There is something similar underpinning this piece by Gary Klein--in quite a different context!

2 comments:

  1. Thanks for that James but I’m not convinced by Sadler’s assault on feedback. It seems like a rather meandering route to a rather simple piece of advice: provide students with experience of assessment.

    I can’t help thinking that he forgot to mention how we are supposed to respond to faulty student assessments other than by providing some kind of feedback.

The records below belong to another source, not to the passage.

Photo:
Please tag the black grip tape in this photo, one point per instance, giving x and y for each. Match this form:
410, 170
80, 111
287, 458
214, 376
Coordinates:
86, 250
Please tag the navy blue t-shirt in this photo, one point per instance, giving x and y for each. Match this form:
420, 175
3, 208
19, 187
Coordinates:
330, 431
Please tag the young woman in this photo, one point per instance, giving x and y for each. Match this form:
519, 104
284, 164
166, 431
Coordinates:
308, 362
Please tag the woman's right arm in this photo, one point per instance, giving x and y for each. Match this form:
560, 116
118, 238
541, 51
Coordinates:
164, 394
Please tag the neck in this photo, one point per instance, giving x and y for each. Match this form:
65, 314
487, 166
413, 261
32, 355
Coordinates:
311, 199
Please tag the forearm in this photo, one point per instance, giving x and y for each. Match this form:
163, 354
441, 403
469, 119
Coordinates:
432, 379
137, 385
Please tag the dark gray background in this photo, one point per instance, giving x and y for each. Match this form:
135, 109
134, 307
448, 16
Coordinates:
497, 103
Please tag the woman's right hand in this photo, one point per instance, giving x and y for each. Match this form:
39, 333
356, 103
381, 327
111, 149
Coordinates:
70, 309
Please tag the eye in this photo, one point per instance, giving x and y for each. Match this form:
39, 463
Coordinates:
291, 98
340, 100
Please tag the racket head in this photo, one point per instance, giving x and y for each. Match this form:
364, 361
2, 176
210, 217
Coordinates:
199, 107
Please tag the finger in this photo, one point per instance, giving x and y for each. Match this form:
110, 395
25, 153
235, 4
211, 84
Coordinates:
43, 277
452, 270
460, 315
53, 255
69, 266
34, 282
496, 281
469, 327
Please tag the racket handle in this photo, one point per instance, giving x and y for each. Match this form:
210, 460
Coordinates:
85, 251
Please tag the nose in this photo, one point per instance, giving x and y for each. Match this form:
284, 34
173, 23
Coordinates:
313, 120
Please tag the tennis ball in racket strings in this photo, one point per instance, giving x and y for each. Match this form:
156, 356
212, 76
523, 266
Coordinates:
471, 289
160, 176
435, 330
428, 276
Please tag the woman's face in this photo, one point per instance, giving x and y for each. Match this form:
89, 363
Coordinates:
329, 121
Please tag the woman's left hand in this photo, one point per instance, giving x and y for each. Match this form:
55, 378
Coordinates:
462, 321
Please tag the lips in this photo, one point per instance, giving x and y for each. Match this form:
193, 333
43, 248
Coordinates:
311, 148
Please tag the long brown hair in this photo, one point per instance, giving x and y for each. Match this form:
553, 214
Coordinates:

    I’ve tried the very same ‘technique’ of getting students to group assess work and it’s true that there’s a great deal to be gained by doing this, not least in terms of an understanding of how incisive their criticisms can be and how clearly they perceive the weaknesses of their peers. Does it follow though that this perspicacity transfers to the work of individuals? Perhaps. But in my experience there’s a big difference between being insightful about the work of someone else and being insightful of one’s own work. Even Sadler himself admits that he leaves things he has written for 3 months before going back with fresh eyes (a luxury that few students can afford).

    It seems to me that the primary benefit of peer assessment is exactly the feedback that students get from one another, but that’s feedback notwithstanding.

    The litmus test, of course, is whether it makes a difference in the achievement of students, otherwise it’s just one of Tyler Cowen’s nice stories.